Bakın, 1975 yılında bitmiş Keban Barajı'nın toplam maliyeti 7 milyar dolar. Yahu, siz Keban'ı hayal bile edemediniz be! Keban'ı, Atatürk Barajı'nı hayal bile edemediniz! Onların hidroelektrik üretimini, onların tarımsal sulamasını hayal bile edemediniz. Hâlâ geçmiş dönemleri eleştiriyorsunuz, geçmiş dönemlerle ilgili hiçbir şey yapılmamış kabul ediyorsunuz.

HALUK EYİDOĞAN (İstanbul) - Dereleri kurutuyorlar.

MUHARREM VARLI (Devamla) - Sayın Başbakanın ısrarla eleştirdiği Sayın Süleyman Demirel'in yapmış olduğu barajlarla hâlâ Çukurova sulanıyor, Seyhan Barajı ile Aslantaş Barajı Çukurova'yı suluyor hâlâ.
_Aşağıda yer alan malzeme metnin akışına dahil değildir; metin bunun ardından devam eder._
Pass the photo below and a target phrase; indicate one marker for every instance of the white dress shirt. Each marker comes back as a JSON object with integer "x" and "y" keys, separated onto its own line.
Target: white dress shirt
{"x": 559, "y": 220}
Sizin yapmış olduğunuz, bizim Kozan ilçesinin üstünde küçücük bir gölet var. Bugüne kadar hiç kimse ondan baraj diye bahsetmedi. O, ufacık bir gölettir, sulama göletidir, herkes onu gölet olarak bilir. Sizin yaptıklarınızın hepsi o göletten daha büyük değil ama sanki bir Keban yapmış gibi, bir Atatürk Barajı yapmış gibi, bir GAP projesini düşünmüş, projeyi gerçekleştirmiş gibi çıkıyorsunuz şatafatla, reklamlarla...

ALİ SARIBAŞ (Çanakkale) - Davullarla...

MUHARREM VARLI (Devamla) - ...davullarla, zurnalarla... Yani bu kadar olmaz ya, Müslüman biraz mütevazı olur ya! Eğer ben Müslüman'sam biraz mütevazı olurum ya! Yapmayın bunu ya!
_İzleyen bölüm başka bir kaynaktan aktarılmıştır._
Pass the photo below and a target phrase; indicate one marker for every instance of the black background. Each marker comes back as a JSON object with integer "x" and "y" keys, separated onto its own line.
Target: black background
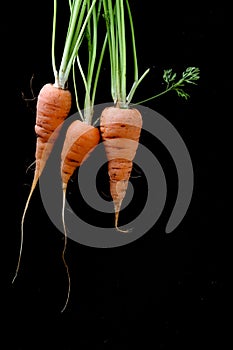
{"x": 162, "y": 291}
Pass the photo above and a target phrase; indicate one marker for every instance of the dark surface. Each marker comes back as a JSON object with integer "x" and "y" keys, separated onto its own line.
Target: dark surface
{"x": 162, "y": 291}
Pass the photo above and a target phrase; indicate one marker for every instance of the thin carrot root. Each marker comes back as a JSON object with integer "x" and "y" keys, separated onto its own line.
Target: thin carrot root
{"x": 64, "y": 251}
{"x": 120, "y": 130}
{"x": 53, "y": 106}
{"x": 80, "y": 141}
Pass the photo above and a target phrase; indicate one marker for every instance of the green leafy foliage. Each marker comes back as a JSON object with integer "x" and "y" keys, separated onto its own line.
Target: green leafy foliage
{"x": 189, "y": 76}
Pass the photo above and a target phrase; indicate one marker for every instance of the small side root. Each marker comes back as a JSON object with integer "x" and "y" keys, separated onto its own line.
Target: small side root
{"x": 33, "y": 186}
{"x": 116, "y": 224}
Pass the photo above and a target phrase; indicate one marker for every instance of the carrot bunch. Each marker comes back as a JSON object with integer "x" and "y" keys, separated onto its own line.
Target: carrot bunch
{"x": 120, "y": 124}
{"x": 55, "y": 99}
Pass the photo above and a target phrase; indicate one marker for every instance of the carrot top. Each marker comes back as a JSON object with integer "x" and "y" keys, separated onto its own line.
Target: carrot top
{"x": 93, "y": 66}
{"x": 116, "y": 29}
{"x": 77, "y": 23}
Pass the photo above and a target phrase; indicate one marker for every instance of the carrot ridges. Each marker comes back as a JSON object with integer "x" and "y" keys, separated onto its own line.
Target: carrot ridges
{"x": 81, "y": 139}
{"x": 53, "y": 106}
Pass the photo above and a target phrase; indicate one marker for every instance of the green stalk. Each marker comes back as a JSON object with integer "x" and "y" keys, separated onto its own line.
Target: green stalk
{"x": 77, "y": 25}
{"x": 116, "y": 29}
{"x": 91, "y": 78}
{"x": 53, "y": 41}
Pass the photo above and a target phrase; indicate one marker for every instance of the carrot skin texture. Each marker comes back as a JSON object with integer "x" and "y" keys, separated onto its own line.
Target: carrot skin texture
{"x": 80, "y": 141}
{"x": 53, "y": 107}
{"x": 120, "y": 131}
Yani, şimdi, burada dikkate alınacak bir tek eser var, Maraş'taki baraj. Burada "Baraj" diyebileceğimiz bir tek o var. Onu da siz planlamamışsınız, siz projesini yapmamışsınız, geçmiş yıllarda projelendirilmiş, efendim, uygulamaya konulmuş, sizin döneminizde de bitmiş, açmışsınız, ondan sonra da "36 tane baraj yaptık." diyorsunuz. Ya, küçücük küçücük göletler...

Ben Ürdün'e gitmiştim. Ürdün'de su problemi var. O, "Gor Çukuru" denilen yerde kışın bile sebze üretiyorlar, o sebzeyi üretebilmek için de böyle küçücük küçücük göletler yapıyorlar, kıştan yağmur sularını biriktiriyorlar, sizin yaptıklarınız ondan farksız bir şey değil ki. Çıkmışsınız, baraj diye millete anlatıyorsunuz.

Ya tamam, hizmet yapıyorsunuz, Allah razı olsun; emek veriyorsunuz, Allah razı olsun ama biraz mütevazı olun, biraz mütevazı olun. Bu kadar şımarıklığın, bu kadar şatafatın, bu kadar reklamın hiçbir anlamı yok. İnsanları bu kadar tahrik etmenin de bir anlamı yok.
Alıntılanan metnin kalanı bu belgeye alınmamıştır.